View LLM Performance Leaderboard
Push a ML model to Hugging Face Hub
GIFT-Eval: A Benchmark for General Time Series Forecasting
Browse and submit LLM evaluations
Submit models for evaluation and view leaderboard
Calculate memory needed to train AI models
Convert Hugging Face models to OpenVINO format
Evaluate adversarial robustness using generative models
Evaluate and submit AI model results for Frugal AI Challenge
Merge Lora adapters with a base model
Convert PyTorch models to waifu2x-ios format
View and submit LLM evaluations
Compare LLM performance across benchmarks
The LLM Performance Leaderboard is a tool designed to benchmark and compare the performance of various large language models (LLMs). It provides a comprehensive overview of how different models perform across a wide range of tasks and datasets. Users can leverage this leaderboard to make informed decisions about which model best suits their specific needs.
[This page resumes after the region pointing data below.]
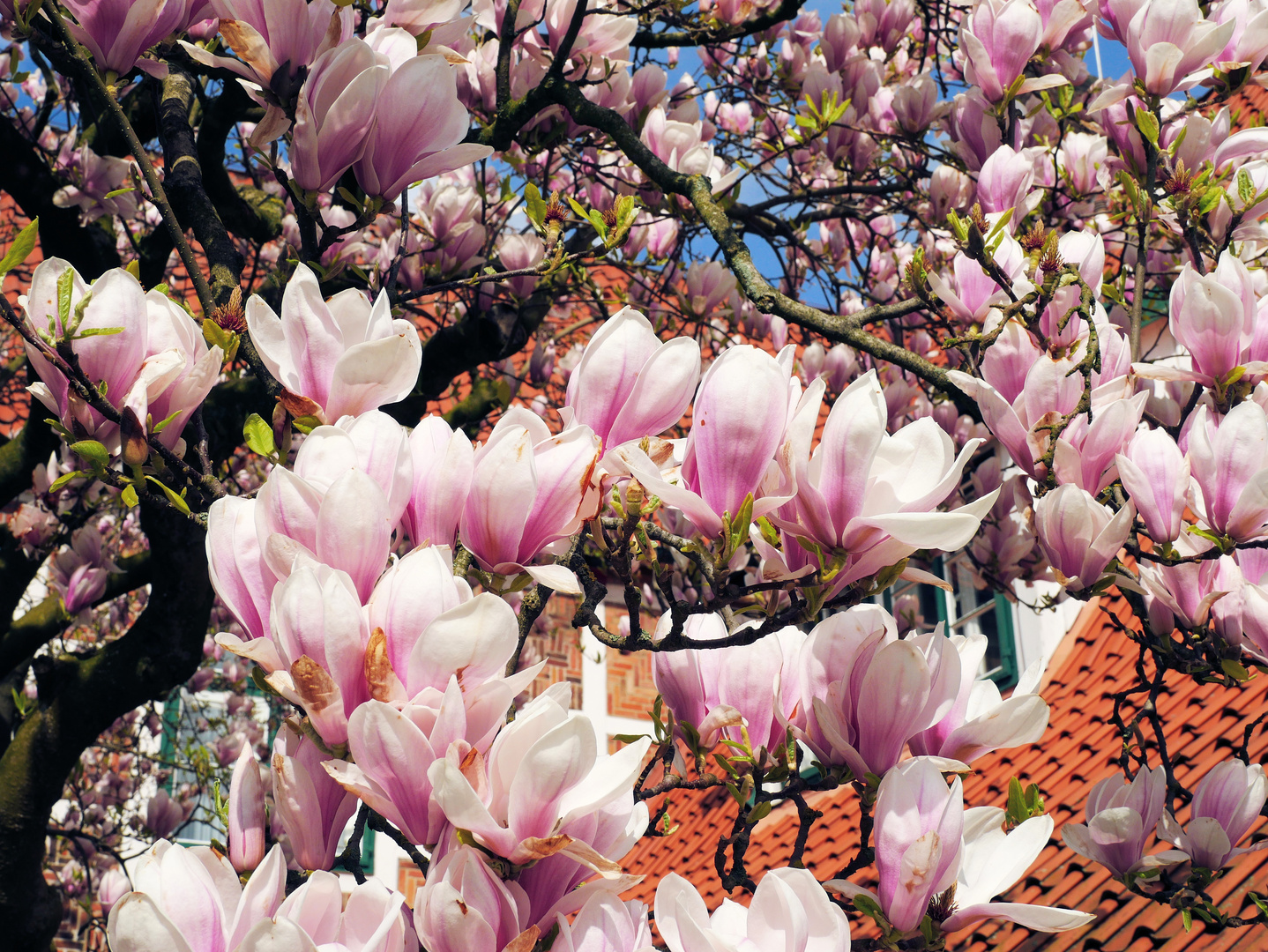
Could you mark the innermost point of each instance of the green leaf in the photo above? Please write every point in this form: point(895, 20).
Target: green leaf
point(92, 451)
point(176, 501)
point(20, 249)
point(259, 436)
point(535, 205)
point(65, 283)
point(1245, 188)
point(65, 478)
point(97, 332)
point(1148, 124)
point(160, 425)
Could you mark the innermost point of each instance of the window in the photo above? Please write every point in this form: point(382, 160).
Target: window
point(966, 610)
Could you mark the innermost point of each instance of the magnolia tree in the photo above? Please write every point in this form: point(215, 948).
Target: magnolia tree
point(359, 331)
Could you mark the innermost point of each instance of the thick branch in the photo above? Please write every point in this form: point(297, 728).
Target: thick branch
point(78, 697)
point(699, 190)
point(184, 182)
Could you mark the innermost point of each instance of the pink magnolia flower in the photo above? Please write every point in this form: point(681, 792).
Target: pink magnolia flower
point(321, 634)
point(419, 128)
point(918, 829)
point(311, 807)
point(605, 925)
point(1006, 182)
point(972, 293)
point(848, 665)
point(543, 771)
point(117, 32)
point(246, 813)
point(188, 897)
point(277, 40)
point(1120, 819)
point(753, 685)
point(1168, 40)
point(372, 918)
point(443, 465)
point(990, 862)
point(998, 38)
point(394, 747)
point(80, 570)
point(344, 353)
point(413, 593)
point(1225, 805)
point(465, 906)
point(112, 888)
point(1230, 469)
point(742, 413)
point(240, 575)
point(1078, 535)
point(629, 384)
point(173, 372)
point(789, 911)
point(868, 498)
point(332, 115)
point(529, 488)
point(981, 720)
point(1157, 477)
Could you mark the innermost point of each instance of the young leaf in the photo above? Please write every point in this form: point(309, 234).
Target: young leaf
point(173, 497)
point(259, 436)
point(92, 451)
point(20, 249)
1. How often is the leaderboard updated?
The leaderboard is updated regularly to reflect the latest advancements in LLM performance. Updates occur as new models are released or existing models are fine-tuned.
2. Can I compare models based on custom criteria?
Yes, the leaderboard allows users to filter models based on specific criteria such as task type, dataset, model size, or architecture.
3. What types of tasks are evaluated on the leaderboard?
The leaderboard evaluates models on a wide range of tasks, including but not limited to natural language understanding, text generation, reasoning, and code completion.